I am attempting to build dcgm-exporter to run on bare metal on Ubuntu bionic. Nvidia drivers and cuda library are installed from the nvidia ppa. I followed the build instructions in the README for making the binary
.
When I attempt to run dcgm-exporter
that I built, the following is the output (from testing):
# /usr/bin/dcgm-exporter
INFO[0000] Starting dcgm-exporter
INFO[0000] DCGM successfully initialized!
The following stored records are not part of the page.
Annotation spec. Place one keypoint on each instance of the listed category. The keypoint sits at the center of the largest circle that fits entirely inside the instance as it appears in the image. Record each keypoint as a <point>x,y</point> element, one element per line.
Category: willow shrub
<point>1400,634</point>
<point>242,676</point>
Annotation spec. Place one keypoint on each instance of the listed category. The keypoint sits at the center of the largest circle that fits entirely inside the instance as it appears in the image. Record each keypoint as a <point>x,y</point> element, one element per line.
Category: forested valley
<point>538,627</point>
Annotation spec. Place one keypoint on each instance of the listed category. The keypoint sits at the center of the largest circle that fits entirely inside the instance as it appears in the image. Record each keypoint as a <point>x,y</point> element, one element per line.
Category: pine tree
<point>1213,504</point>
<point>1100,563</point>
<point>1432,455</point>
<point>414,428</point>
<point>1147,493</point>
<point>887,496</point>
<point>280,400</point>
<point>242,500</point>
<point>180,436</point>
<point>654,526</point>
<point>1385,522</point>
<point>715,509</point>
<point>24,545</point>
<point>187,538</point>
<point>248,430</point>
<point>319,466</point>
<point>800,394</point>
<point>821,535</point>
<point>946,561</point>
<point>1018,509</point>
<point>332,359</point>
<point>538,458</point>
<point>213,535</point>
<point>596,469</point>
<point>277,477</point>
INFO[0000] Pipeline starting
INFO[0000] Starting webserver
ERRO[0002] Failed to collect metrics with error: Failed to collect metrics with error: Error getting device information: API version mismatch
ERRO[0004] Failed to collect metrics with error: Failed to collect metrics with error: Error getting device information: API version mismatch
ERRO[0006] Failed to collect metrics with error: Failed to collect metrics with error: Error getting device information: API version mismatch
All nvidia tools and scripts used to test gpus work properly. This tool is the only tool giving this error. Any assistance would be greatly appreciated. We have K80 Tesla cards and we’re running nvidia-440.100 driver(s). I’m using the repo master latest build of dcgm-exporter.
# cat /proc/driver/nvidia/version
NVRM version: NVIDIA UNIX x86_64 Kernel Module 440.100 Fri May 29 08:45:51 UTC 2020
GCC version: gcc version 7.5.0 (Ubuntu 7.5.0-3ubuntu1~18.04)
Unfortunately, when attempting to get a dcgm-exporter
version, the output is:
# ~/dcgm-exporter --version
DCGM Exporter version Filled by the build system
We successfully use dcgm-exporter 1.7.2 in kubernetes clusters running on the same hardware. My requirement here is to get the exporter working on bare metal. I can’t find a 1.7.2 version in the repo, however.
I’m at a loss here. Any pointers would be greatly appreciated.